Tony Abbott’s victory is a great victory for the Liberal Party if that can be measured in terms of what the party membership wants.

What we have seen over the past week in the unfolding revolt against Malcolm Turnbull was the party’s grassroots articulating its concerns. Clearly, the pronounced shift to the Right in the Senate — where the party’s counsels are most influential in determining the ticket — is a reliable barometer of where the party membership sits. The election of Nick Minchin and Eric Abetz to the Senate leadership team was evidence of this.

But just how representative of wider opinion this is in the community is problematic. Liberal elders have always been wary of the party beast.
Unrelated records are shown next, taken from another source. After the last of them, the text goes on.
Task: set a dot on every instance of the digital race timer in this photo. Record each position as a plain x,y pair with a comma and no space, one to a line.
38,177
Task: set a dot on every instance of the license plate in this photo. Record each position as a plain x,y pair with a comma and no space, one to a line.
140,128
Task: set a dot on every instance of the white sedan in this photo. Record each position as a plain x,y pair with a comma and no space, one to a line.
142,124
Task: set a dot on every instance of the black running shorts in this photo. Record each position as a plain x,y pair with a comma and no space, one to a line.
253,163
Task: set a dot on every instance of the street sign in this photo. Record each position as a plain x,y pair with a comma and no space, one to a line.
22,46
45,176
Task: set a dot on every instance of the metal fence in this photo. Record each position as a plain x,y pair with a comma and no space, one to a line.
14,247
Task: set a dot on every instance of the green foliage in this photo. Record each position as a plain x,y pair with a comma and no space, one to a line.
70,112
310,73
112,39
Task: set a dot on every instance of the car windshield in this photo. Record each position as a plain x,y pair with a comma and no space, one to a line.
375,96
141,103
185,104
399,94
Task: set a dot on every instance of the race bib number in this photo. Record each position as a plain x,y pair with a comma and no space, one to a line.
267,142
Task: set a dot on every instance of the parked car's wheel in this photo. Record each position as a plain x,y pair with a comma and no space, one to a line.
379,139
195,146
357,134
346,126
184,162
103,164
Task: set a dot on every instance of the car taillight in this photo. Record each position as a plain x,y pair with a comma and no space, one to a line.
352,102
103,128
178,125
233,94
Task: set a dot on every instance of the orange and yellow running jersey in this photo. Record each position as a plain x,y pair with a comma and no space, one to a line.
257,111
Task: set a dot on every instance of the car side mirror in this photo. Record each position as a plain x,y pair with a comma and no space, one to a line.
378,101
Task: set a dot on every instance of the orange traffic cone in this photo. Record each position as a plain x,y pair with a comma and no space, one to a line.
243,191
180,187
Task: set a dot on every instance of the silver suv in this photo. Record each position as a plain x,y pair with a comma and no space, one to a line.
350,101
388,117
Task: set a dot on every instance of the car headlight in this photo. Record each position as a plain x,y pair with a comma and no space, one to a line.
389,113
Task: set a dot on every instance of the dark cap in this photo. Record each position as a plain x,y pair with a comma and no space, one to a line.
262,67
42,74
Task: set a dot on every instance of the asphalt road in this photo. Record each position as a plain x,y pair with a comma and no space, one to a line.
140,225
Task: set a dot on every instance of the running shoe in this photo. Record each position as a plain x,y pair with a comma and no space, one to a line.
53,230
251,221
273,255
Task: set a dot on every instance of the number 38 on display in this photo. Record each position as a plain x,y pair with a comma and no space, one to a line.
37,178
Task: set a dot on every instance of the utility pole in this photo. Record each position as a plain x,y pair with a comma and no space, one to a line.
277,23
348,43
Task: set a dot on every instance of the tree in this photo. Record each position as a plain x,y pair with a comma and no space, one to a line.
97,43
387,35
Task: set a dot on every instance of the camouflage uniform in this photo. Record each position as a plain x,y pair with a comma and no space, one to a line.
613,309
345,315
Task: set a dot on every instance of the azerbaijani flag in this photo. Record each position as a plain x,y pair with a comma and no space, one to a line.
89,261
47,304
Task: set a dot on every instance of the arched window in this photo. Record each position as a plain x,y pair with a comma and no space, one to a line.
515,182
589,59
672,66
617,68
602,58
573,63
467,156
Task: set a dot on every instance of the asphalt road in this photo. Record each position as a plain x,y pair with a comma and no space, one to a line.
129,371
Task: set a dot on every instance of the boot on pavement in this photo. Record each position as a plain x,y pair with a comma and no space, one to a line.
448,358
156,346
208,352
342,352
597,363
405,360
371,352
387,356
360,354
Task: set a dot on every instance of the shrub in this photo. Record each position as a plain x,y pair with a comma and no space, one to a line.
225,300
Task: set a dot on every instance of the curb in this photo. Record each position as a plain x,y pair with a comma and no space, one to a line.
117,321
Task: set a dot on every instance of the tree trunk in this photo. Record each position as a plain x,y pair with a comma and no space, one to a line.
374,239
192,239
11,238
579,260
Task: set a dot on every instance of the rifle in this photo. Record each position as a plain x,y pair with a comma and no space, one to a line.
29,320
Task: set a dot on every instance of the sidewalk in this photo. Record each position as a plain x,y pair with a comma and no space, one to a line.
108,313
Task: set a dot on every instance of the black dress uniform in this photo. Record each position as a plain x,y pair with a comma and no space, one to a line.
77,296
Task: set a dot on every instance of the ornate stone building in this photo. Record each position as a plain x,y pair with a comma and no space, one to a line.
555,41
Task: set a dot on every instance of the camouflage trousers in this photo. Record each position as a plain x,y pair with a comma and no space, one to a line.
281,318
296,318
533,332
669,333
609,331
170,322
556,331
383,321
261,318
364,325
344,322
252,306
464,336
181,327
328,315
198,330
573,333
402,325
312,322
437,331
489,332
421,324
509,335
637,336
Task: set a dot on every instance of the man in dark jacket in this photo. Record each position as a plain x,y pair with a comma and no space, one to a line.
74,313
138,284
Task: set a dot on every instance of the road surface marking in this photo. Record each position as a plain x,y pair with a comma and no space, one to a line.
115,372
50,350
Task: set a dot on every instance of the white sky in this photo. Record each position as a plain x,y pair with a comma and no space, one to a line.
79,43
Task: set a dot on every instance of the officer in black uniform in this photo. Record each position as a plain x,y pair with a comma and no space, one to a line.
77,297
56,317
Some decades ago, after a series of election losses in NSW, the party held one of its regular critical reviews, coming up with among other things advocacy for a greater role for party branches and branch members. A very senior Liberal at the time could not hide his bemusement. “Have you seen the sort of people who attend Liberal Party branch meetings?” he asked incredulously.

Like most political parties, but possibly not the Greens, party numbers have been in long-term freefall. The dire plight of Labor in NSW is a direct result of the shallow and narrow talent pool (for want of a better term); the Liberals Party’s capture by extremists can be similarly attributed.

Abbott is intelligent, creative and dynamic; he is also a hidebound conservative. There remain deep suspicions of him within his own ranks (as the close numbers suggest) and quite clearly these will resonate in the wider electorate. The party can kiss the doctors wives’ vote goodbye.

The bigger question, though, is just where the Liberals see their constituency. The Business Council, a natural ally, is far more attuned to Labor’s policy on an ETS than to the Liberals’ scepticism. Has the party of Menzies become merely a party of shopkeepers?